No sleep. Bog stench lingered. She had rubbed aromatic herb, intimate little roots only an Asrai knew, over her cloak, in the lining of her bark armor. For nought. She knew, secretly, the stink did not linger in her cloth, but in her mind. When first she lay to sleep, it nearly turned her stomach, and worse yet, she heard his laughter. The Ribspreader.
Bödvarr died ugly, as all northmen do. Fetid armor scorched from magefire, legs slicked with blood from deep gashes (she never saw the dwarf flail so with an axe, tattoos heaving, eyes bulging over his beard). One-Eye pierced Bödvarr a dozen times with lead shot, and she herself placed the final blow, an arrow through the eye. Uproar, then. Her only friend cackled and crackled, fire snapping off her head. The howl of furious northmen, One-Eye screeching litanies through his nose, the roar of Kruber’s blunderbuss. Despite this, Bödvarr caught her ear. The black titan fell to one knee, dropping his great, stained axe as life withdrew from rotten fingers. His chuckle a rasp, scraping through his bloody helm. Victory soured in her mouth as she heard it, as they fled the rotblood camp. What reason had Bödvarr to laugh? Where could his soul flee, save Nurgle's garden, and there pay dearly for his failure? What bleak certainty let him chuckle as he died?

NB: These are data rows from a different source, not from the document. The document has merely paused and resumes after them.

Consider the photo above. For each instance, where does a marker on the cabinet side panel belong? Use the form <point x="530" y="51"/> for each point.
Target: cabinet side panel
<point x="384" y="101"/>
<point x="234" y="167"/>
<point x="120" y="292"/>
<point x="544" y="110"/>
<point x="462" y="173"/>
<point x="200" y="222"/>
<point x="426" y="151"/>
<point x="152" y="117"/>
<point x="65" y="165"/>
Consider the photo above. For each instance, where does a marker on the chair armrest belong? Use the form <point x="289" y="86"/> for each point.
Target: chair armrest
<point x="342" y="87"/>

As she lay safe in the Taal's Horn wondering, flirting with slumber, the Blót tree sprang, unwanted, to her mind. A twisted claw, corpses decorating each finger, swaying in the putrid breeze. Then it was not a dead witch's tree in that weave-forsaken bog, but the Oak of Ages, the great ones of her kin dangling from its boughs. Ariel, Orion, even the prideful Phoenix King; all for nothing they whispered through grey lips, filmy eyes staring. All for waste, all for ruin.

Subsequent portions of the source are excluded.